Flexing NoSQL: MongoDB in review
MongoDB shines with broad programming language support, SQL-like queries, and out-of-the-box scaling
MongoDB: JSON document store
JSON is an extremely understandable format. Humans can easily read it (as opposed to XML, for example) and machines can efficiently parse it. A document in Mongo representing a business card, for example, would look something like this:
"_id" : ObjectId("4efb731168ee6a18692d86cd"),
"name" : "Andrew Glover",
"cell" : "703-555-5555",
"fax" : "703-555-0555",
"address" : "29210 Corporate Dr, Suite 100, Anywhere USA"
In this case, the
_id attribute in the document above represents a primary key in Mongo. Like a relational database, Mongo can index data and force uniqueness on data attributes. By default, the
_id attribute is indexed; moreover, this document can further index individual fields or even a combination of them (for example, the name and address). Additionally, when defining an index, you can specify that its value be unique.
Mongo, however, doesn't provide for constraints or triggers. Documents in Mongo are free to refer to each other.
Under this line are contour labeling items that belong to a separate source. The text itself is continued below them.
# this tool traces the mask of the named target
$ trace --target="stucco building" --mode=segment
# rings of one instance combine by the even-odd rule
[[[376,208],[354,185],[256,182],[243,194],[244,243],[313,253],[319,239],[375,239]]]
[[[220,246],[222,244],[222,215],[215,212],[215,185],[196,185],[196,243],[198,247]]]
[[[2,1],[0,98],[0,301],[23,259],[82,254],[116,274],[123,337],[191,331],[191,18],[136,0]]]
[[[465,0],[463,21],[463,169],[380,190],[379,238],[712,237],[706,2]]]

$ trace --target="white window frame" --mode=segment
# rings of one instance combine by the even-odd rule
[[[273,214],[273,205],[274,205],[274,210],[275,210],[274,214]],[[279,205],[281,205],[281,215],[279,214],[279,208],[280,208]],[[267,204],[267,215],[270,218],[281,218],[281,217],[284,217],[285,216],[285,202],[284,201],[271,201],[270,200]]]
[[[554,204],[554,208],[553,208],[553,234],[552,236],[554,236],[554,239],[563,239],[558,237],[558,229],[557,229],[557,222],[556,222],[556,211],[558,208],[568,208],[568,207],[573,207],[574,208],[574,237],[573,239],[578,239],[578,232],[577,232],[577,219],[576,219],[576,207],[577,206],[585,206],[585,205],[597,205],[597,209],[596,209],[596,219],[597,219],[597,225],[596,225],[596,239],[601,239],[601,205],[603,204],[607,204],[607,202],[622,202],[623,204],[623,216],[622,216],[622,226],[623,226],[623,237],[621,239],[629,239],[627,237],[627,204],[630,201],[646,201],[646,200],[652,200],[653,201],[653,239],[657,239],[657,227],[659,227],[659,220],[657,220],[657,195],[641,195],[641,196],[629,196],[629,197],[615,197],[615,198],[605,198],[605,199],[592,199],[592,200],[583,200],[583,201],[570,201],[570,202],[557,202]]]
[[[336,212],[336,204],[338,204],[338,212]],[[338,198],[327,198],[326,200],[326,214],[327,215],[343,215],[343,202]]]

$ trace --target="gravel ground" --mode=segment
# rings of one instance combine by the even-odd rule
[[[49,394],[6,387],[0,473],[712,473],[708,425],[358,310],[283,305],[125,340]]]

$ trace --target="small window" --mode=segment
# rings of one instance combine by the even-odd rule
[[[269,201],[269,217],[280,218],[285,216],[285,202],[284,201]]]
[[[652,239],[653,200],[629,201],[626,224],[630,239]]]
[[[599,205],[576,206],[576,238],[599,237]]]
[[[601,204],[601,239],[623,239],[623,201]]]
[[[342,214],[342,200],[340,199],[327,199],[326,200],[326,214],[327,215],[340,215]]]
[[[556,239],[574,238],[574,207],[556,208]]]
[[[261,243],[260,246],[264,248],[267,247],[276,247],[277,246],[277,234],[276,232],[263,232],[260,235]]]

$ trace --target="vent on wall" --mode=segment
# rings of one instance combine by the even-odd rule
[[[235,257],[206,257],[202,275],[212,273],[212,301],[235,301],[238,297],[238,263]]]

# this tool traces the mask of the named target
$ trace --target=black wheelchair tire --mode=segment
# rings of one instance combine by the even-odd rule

For example, a document in a
contact_log collection could refer back to a business card's
_id above, thus providing a foreign keylike link. But there is no way, currently, to specify corresponding actions to be taken should a related document be removed, such as remove all referencing documents as well, which you can do in a typical RDBMS. You can, of course, add this sort of logic in application code, and triggers are planned for a future release.
JSON documents in Mongo do not force particular data types on attribute values. That is, there is no need to define upfront the format of a particular attribute. The data can be a string, an integer, or even an object type, provided it makes sense. By default, data types in Mongo documents include string, integer, boolean, double, array, date, object ID (which you can see in action in the business card example above), binary data (similar to a blob), and regular expression, although support for these latter types varies by driver.
The freedom from rigid data definition is where a document store shines. Taking the business card example a bit further, the same collection could include this document:
"_id" : ObjectId("4efb73a868ee6a18692d86ce"),
"name" : "Mark Smith",
"cell" : "301-555-5555",
"address" : "23 Corporation Way, Anywhere USA",
"twitter" : "msmith"
Note the subtle but important differences between the two. While both documents clearly represent business cards, the first includes a fax number and the second includes a Twitter handle instead.
Take a moment to think through how this same entity would be represented in an RDBMS. In this case, a business card table would need columns for both fax and Twitter, even though many rows would not have any data in those fields. Furthermore, altering a table's definition after the fact can be problematic, especially when that table contains a large amount of data. Thus, in some cases, a document store's freedom of data definition permits a high degree of variance in rapidly evolving data collections. In essence, a document store can permit data agility.